When Richa Sharma, 40, resigned from her last job, she withdrew her entire provident fund or PF amount accumulated over the last 15 years. Few months down the line she joined the new company but she is still struggling with her investments. This is because no other government scheme is giving her as high return as Employees Provident Fund (EPF). “Initially, I thought to buy a house but that plan got shelved. Now the liquid funds I have invested money in is not giving me matching returns. I took a hasty decision thinking it might cause a problem later to withdraw or transfer the money from EPF. ”
There are many like Richa who withdraw from their EPF accounts without understanding the benefits it offers. EPF is a highly secure tax-saving instrument that provides returns at 8.5% per annum, the highest among all similar government-backed schemes. The interest earned as well as the maturity amounts are also tax-exempt. However, in the last Budget changes were announced that subscriber who invests more than Rs.2.5 lakh per annum, which is around 20,833 per month, will have to pay tax on the interest earned from the amount invested.

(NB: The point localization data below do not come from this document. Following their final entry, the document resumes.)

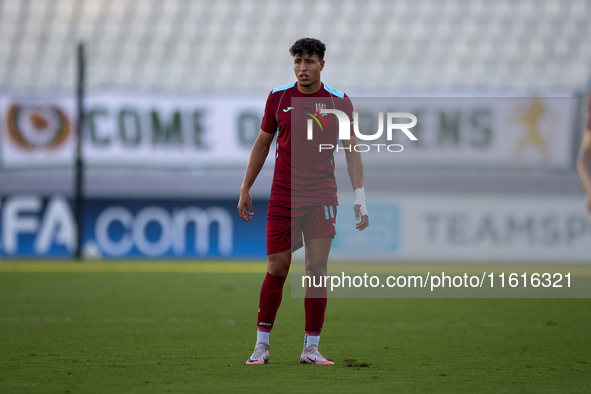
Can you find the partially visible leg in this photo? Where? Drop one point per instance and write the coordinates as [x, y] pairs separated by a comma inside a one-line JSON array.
[[272, 289], [317, 251], [269, 301]]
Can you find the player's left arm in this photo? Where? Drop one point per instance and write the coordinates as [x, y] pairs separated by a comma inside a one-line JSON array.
[[584, 165], [355, 169]]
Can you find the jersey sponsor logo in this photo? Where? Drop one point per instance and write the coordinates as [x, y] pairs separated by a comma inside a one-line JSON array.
[[314, 116]]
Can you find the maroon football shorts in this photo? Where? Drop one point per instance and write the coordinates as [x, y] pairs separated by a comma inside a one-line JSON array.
[[286, 225]]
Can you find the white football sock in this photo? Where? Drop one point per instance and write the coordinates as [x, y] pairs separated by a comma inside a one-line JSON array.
[[263, 337], [310, 340]]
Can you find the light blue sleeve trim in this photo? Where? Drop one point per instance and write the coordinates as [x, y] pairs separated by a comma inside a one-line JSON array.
[[284, 87], [332, 90]]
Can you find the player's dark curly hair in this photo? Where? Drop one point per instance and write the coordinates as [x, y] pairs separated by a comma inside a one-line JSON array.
[[308, 46]]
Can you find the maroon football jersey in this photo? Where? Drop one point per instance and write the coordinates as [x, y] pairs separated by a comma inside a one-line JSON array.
[[304, 173]]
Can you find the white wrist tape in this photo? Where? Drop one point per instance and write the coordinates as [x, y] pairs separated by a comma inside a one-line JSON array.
[[360, 200]]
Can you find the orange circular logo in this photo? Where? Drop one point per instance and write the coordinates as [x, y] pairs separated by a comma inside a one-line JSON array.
[[34, 127]]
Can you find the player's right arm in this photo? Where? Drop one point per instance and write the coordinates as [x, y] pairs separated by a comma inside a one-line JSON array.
[[584, 159], [258, 155]]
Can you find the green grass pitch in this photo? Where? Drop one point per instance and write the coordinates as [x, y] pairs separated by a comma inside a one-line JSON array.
[[158, 332]]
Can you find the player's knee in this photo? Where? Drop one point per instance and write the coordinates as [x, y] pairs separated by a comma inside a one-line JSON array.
[[278, 267]]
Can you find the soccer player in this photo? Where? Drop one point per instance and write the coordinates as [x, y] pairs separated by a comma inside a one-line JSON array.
[[303, 199], [584, 160]]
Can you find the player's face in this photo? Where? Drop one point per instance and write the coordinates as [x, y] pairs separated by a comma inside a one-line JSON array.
[[307, 68]]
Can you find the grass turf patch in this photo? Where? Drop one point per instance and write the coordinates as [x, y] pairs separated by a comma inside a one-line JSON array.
[[192, 332]]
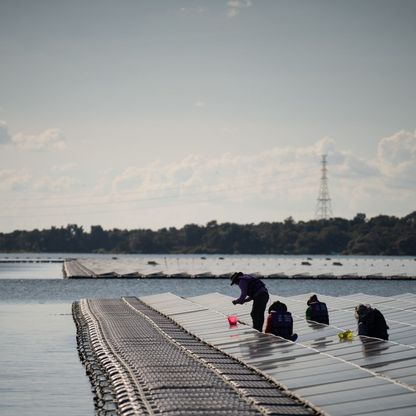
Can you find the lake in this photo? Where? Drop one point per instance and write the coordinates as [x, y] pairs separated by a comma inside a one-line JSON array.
[[40, 368]]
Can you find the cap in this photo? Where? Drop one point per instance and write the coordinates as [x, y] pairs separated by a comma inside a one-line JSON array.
[[234, 277]]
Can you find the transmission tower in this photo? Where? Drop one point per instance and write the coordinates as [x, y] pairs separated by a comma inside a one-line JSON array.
[[323, 205]]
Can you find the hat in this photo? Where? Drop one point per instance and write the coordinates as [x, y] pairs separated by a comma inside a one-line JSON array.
[[234, 277]]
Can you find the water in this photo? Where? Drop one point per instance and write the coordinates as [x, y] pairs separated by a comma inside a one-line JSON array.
[[40, 370]]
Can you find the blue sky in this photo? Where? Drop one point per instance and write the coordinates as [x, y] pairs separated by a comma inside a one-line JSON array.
[[161, 113]]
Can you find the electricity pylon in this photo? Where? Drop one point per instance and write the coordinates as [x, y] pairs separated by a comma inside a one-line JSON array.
[[323, 205]]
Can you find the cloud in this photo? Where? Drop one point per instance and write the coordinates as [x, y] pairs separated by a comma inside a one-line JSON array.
[[234, 7], [48, 139], [5, 137], [287, 178], [397, 156], [12, 180], [65, 167], [61, 184], [199, 104]]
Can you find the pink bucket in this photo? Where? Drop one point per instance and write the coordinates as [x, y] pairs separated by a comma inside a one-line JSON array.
[[232, 320]]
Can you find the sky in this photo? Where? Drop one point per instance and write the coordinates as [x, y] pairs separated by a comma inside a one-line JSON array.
[[150, 114]]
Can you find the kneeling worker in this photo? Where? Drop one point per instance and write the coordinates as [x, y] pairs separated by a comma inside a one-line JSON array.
[[280, 322], [252, 289], [371, 322], [317, 311]]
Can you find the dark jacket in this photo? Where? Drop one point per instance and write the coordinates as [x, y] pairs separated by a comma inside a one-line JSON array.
[[280, 323], [373, 324], [318, 312]]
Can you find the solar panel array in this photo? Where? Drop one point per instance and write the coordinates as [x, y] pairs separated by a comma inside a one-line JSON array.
[[363, 376]]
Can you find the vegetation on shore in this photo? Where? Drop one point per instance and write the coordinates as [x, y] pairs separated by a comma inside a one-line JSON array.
[[380, 235]]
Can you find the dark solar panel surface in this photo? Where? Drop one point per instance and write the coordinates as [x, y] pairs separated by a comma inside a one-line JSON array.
[[360, 376]]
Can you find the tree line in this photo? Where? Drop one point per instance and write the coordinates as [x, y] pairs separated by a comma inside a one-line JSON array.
[[380, 235]]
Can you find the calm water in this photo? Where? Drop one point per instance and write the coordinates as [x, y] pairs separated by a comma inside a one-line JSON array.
[[40, 370]]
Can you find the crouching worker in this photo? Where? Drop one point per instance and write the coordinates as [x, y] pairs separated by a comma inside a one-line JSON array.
[[371, 322], [317, 311], [280, 322], [252, 289]]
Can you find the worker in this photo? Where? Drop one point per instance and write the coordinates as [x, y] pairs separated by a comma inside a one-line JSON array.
[[252, 289], [317, 311], [280, 321], [371, 322]]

The power of compounding does wonders. To give you an example, if you invest a sum of Rs. 10,000 per month which earns a return of 8.5%, this sum grows to Rs 2.3 crore in 35 years. It is important to emphasize that the principal invested in this period is only Rs 42 lakh and the balance is interest earned.
Having said that it is not hard to find people around who withdrew from their EPF account, mostly to buy a house. But one should remember that EPF should be used for building financial security after retirement. Over a long period, it helps one to build a decent retirement corpus and it is advisable not to withdraw from EPF to buy a home or for any other avoidable need. Instead, it is advised to use your other earnings and savings to fund your home. EPF should be kept aside for post-retirement needs. However, if due to any unavoidable situation if you already have withdrawn it is advisable to keep paying back to the corpus through SIP or Voluntary Provident Fund contribution.